When contemplating a change to using ECFV to index GFR rather than BSA it is worth noting that a direct measure of ECFV is not required. This is because, as stated earlier, α2, the rate constant of the terminal exponential of the plasma clearance curve, is a direct measure of GFR/ECFV. Bird et al. derived a height–weight formula to predict ECFV in subjects who had meticulous measurement of absolute GFR and α2 . Using this equation the ECFV corresponding to a height–weight formula derived BSA of 1.73 m2 is 12.9 l. Peters et al. used this equation to compare GFR indexed to 1.73 m2 BSA with GFR indexed to 12.9 l ECFV in the same subjects and found that there was a close correlation in adults . This suggests that for most adults indexing GFR for ECFV will achieve almost identical results to indexing for BSA, probably because of the close relationship between ECFV and BSA inherent in their relationship to body weight. In children, however, GFR indexed according to BSA was about 20% lower.
What should be done?
The merit of abandoning the practice of indexing GFR (or eGFR) for BSA in favour of the more logical ECFV in routine adult clinical practice does not really justify the upheaval that this would involve. However, it should be appreciated that results of GFR indexed for BSA in obese patients may be a substantial underestimate of true kidney function and should be interpreted with caution. The validity of BSA to index GFR and the methods to estimate BSA are sufficiently insecure to mean that definite statements about acceptability for specific interventions in adults should perhaps be accompanied by a statement about the imprecision that is associated with the BSA calculation. In children there is a stronger argument for changing practice to indexing GFR for BSA as the tendency of BSA formulae to underestimate true BSA and the observation that GFR/1.73 m2 BSA tends to be approximately 20% lower than GFR/12.9 l ECFV means that indexing GFR for BSA could be a clinically important overestimate or underestimate of true kidney function in an individual child.
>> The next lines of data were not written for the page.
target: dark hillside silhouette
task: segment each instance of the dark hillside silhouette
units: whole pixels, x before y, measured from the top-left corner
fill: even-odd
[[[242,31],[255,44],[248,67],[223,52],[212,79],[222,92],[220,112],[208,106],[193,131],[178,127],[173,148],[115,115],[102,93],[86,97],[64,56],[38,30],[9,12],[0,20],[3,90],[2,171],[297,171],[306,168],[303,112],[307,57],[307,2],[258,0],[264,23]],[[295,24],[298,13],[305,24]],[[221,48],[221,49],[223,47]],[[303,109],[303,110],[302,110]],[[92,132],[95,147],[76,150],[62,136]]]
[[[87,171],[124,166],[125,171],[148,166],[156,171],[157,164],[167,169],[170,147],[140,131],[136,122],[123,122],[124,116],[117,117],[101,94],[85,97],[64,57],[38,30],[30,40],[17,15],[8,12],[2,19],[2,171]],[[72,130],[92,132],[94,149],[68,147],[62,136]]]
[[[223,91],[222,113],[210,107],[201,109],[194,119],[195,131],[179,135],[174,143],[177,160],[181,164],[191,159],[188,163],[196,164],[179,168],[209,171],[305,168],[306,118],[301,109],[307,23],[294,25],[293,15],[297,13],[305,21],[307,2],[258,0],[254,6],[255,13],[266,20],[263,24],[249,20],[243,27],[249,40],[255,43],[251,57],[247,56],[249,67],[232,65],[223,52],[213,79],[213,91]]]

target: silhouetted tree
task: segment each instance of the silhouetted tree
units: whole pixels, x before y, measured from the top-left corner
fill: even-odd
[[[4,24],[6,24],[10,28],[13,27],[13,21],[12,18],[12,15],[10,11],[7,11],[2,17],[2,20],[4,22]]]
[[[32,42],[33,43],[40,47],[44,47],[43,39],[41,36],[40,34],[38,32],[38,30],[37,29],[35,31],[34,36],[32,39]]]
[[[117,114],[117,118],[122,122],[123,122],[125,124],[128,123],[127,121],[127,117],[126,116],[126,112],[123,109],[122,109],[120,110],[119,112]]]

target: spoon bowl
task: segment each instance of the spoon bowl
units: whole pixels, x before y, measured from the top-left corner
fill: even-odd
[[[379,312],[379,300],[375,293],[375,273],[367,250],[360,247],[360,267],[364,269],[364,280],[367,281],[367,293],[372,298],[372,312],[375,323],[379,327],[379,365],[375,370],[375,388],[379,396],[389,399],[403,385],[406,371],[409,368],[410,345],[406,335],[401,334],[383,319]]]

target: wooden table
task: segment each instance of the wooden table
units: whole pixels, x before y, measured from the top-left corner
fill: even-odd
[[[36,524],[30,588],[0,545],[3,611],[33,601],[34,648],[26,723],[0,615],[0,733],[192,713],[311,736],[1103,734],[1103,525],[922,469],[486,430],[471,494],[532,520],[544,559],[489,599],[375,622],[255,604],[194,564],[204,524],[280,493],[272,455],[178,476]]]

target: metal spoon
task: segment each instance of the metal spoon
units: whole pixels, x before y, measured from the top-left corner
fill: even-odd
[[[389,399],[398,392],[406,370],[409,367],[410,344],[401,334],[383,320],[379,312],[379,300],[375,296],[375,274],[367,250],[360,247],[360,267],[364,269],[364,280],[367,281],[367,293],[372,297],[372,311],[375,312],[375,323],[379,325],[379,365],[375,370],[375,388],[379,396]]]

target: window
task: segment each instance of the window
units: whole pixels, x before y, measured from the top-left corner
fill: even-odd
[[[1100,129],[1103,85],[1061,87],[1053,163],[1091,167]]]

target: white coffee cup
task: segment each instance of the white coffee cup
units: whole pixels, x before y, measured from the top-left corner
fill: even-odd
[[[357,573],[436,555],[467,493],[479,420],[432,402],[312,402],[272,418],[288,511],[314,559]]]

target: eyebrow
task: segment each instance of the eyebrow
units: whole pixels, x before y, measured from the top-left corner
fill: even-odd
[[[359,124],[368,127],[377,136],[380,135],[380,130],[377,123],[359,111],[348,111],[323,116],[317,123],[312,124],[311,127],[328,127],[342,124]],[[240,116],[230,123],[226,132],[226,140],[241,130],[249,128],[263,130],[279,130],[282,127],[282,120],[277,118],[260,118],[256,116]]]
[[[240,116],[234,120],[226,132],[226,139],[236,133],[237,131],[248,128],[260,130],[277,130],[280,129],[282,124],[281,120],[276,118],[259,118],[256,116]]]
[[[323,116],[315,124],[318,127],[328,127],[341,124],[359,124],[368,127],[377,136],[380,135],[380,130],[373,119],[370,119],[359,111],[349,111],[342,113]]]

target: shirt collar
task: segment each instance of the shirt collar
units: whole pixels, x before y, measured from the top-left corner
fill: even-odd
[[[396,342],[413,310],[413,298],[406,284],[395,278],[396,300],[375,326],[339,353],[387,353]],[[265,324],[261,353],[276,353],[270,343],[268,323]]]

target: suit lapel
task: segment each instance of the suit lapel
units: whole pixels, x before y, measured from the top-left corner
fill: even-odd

It should be possible to explore the clinical value of indexing GFR by re-analysing data from studies in which large cohorts of patients representing different demographic groups had measures of GFR. These could be used to determine which method of indexing GFR, if any, correlates better than absolute GFR with important clinical end-points such as rate of progression of kidney failure, incidence of future cardiovascular events and death, kidney transplant survival and living donor kidney function.
For most situations where a measure of kidney function is required, it is practical to accept the physiological flaws and sacrifice of accuracy for simplicity inherent in indexing GFR for BSA. However, as illustrated by the potential living kidney donor presented, the clinician must be alert to situations where these imperfections may be influencing clinical decisions.
Conflict of interest statement. None declared.